Thursday, March 24, 2011

Just smile and nod

The Racket


Oh, School Photographer ...

How despised you've become.

You backgrounds are hokey, your lighting formulaic. Your three-quarter poses are always just a teeny bit off.

The smiles you elicit, time after time, make our children nearly unrecognizable.

You give us a menu of choices and then offer no substitutions. Of course then you make your own substitution and offer us the choice to fix it ... with reprints.

Oh, and your prices ... They make us cringe, and rail against you. Yet, they are cleverly concocted to ensure most of us return a check rather than the photographs.

It's just a business you're in. I know.

The ever-cheapening surprise in a Cracker Jack box.

It's not your fault.

Would these mothers and fathers of children complain if you were supplying any other product?

A second beer that tasted nothing like its predecessor would surely be rejected with more venom, no?

Amateurs. So what they take better pictures?

You have something they don't.

You are selling the school experience in all its Look-this-way-and-Smile awkwardness.

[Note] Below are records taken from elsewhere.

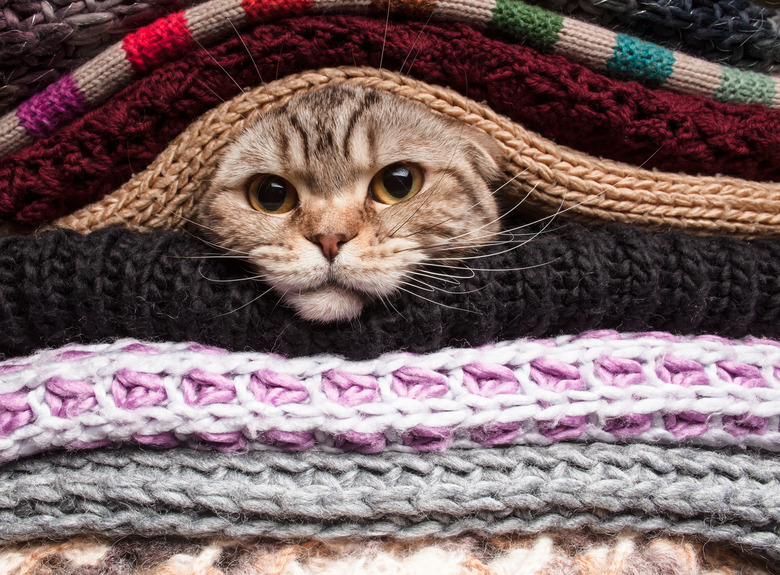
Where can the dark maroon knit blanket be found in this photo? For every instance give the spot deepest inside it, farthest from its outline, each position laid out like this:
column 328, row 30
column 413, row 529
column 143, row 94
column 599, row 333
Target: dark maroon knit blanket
column 547, row 93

You are selling photographs that will come back to haunt people.

You are selling the stuff of blackmail.

Don't ever change.

6 comments:

Patrick said...

Whenever I'm in contact with another photographer, and I learn that they do school portraits, they lose a lot of credibility in my mind. Also, I put a mental asterisk next to their name.

Anonymous said...

Were it not for my school photographs, there would be about a dozen pictures of me as a child, none of them of any quality at all. But those days are gone, and just about everyone has and uses a camera of some sort. We stopped buying the school photographs years ago. The girls didn't care even a little bit, we don't have a huge family to give them to, they were massively overpriced and this new thing of computerized backgrounds and super saturated colors just looks awful. In this age when there are thousands of photos of every child, I just don't see how this business survives.

toyfoto said...

I think the business survives because they provide the school with a service THEY don't have to pay for ... like photos for yearbooks.

Kristen said...

Fresh out of photography school, I interveiwed with a school photo company. They turned me down for the job because I was "over qualified." Same story with the company that photographed newborns at the local hospital.

toyfoto said...

Truthiness: I worked at a company that did weddings and school photos.

I was in sales. Not service.

Jenny Ondioline, A/K/A Dina Williams said...

So so true. And yet I buy 'em every time and love to look at how the little darlings have changed over the years.